Dr Rush certainly practised what he preached. His best-documented bloodletting sprees took place during the Philadelphia yellow fever epidemics of 1794 and 1797. He sometimes bled 100 patients in a single day, which meant that his clinic had the stench of stale blood and attracted swarms of flies. However, William Cobbett, who had a particular interest in reporting on medical scandals, was convinced that Rush was inadvertently killing many of his patients.

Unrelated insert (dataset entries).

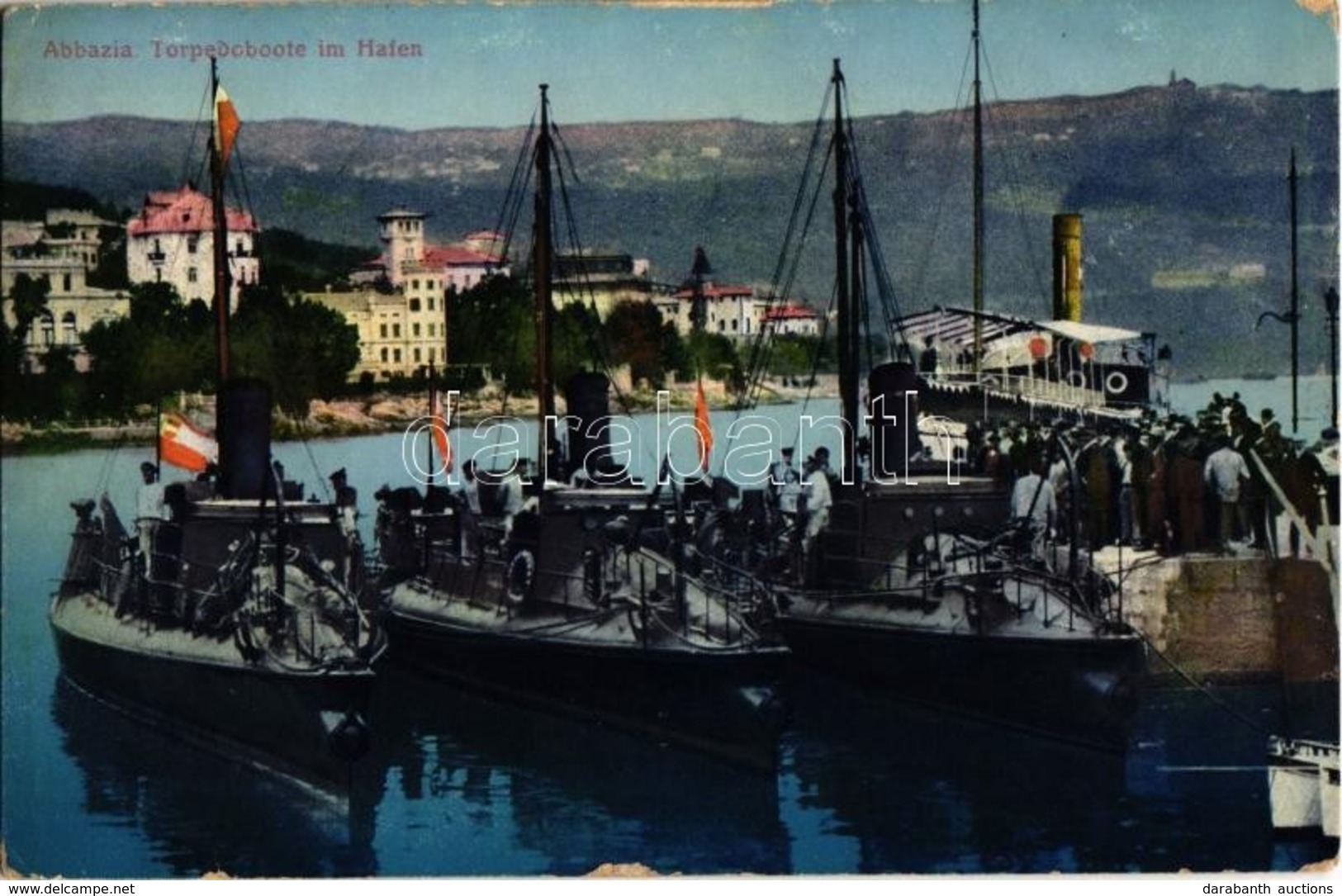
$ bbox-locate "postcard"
[0,0,1340,892]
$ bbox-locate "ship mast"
[210,56,230,483]
[533,84,558,494]
[1290,146,1301,434]
[973,0,984,378]
[831,59,857,479]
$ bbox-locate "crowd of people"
[968,393,1338,557]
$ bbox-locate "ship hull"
[779,613,1145,750]
[51,598,373,790]
[385,609,790,766]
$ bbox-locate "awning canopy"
[1035,320,1142,342]
[897,309,1142,350]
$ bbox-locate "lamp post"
[1323,286,1338,425]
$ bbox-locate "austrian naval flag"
[215,86,243,168]
[429,391,453,473]
[694,380,713,469]
[159,413,219,473]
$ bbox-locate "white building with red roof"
[657,280,765,339]
[0,209,130,372]
[126,184,260,311]
[761,305,820,337]
[306,208,507,381]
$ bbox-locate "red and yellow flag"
[159,413,219,473]
[215,86,243,168]
[429,391,453,473]
[694,380,713,469]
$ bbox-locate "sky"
[0,0,1338,129]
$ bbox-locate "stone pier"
[1093,548,1338,684]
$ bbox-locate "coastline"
[0,376,839,456]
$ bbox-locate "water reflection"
[51,677,377,877]
[374,668,790,875]
[790,675,1125,873]
[785,676,1335,873]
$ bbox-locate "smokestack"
[1054,213,1084,320]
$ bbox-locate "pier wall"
[1104,557,1338,683]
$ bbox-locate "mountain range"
[2,79,1338,376]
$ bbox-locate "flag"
[159,413,219,473]
[429,391,453,473]
[694,380,713,469]
[215,88,243,168]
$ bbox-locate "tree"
[604,301,685,386]
[8,273,51,374]
[83,283,215,410]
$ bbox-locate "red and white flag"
[694,380,713,469]
[215,86,243,168]
[159,413,219,473]
[429,391,453,473]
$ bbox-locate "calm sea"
[0,380,1329,877]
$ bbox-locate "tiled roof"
[126,187,260,236]
[423,245,500,268]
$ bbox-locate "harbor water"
[0,378,1337,877]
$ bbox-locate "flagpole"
[154,396,164,481]
[424,361,438,496]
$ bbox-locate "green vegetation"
[4,283,358,421]
[256,230,377,292]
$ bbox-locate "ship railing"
[923,365,1104,408]
[818,527,1123,630]
[417,536,771,647]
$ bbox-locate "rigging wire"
[178,78,215,194]
[908,45,973,314]
[736,83,833,415]
[983,48,1050,315]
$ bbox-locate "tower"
[377,208,425,286]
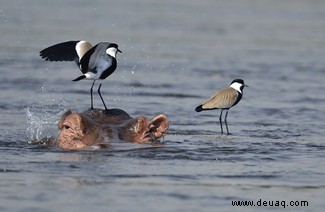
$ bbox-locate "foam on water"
[25,87,68,143]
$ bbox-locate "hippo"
[55,108,169,150]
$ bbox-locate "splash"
[25,88,68,144]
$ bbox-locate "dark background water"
[0,0,325,211]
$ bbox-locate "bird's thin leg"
[219,110,223,134]
[98,83,107,110]
[225,110,230,135]
[90,80,95,109]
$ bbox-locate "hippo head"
[56,109,169,150]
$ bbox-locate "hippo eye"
[63,125,70,130]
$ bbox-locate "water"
[0,0,325,211]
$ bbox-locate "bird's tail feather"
[195,105,203,112]
[72,75,86,82]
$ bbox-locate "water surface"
[0,0,325,211]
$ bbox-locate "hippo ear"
[58,110,72,130]
[149,114,169,138]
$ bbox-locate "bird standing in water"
[195,79,248,135]
[40,41,122,110]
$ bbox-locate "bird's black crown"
[230,79,245,85]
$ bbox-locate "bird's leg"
[98,83,107,111]
[219,110,223,134]
[90,80,95,109]
[225,110,230,135]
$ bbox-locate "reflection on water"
[0,0,325,211]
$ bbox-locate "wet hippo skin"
[55,109,169,150]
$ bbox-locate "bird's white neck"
[230,82,243,93]
[106,47,117,58]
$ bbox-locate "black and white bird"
[40,41,122,110]
[195,79,248,135]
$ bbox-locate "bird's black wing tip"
[195,105,203,112]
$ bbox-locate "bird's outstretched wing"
[40,41,79,66]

Cobbett began examining the local bills of mortality and, sure enough, noticed an increase in death rates after Rush’s colleagues followed his recommendations for bloodletting. This prompted him to declare that Rush’s methods had ‘contributed to the depopulation of the Earth’.

Dr Rush’s response to this allegation of malpractice was to sue Cobbett for libel in Philadelphia in 1797. Delays and distractions meant that the case dragged on for over two years, but by the end of 1799 the jury was ready to make a decision. The key issue was whether Cobbett was correct in claiming that Rush was killing his patients through bloodletting, or whether his accusation was unfounded and malicious. While Cobbett could point to the bills of mortality to back up his case, this was hardly a rigorous analysis of the impact of bloodletting. Moreover, everything else was stacked against him.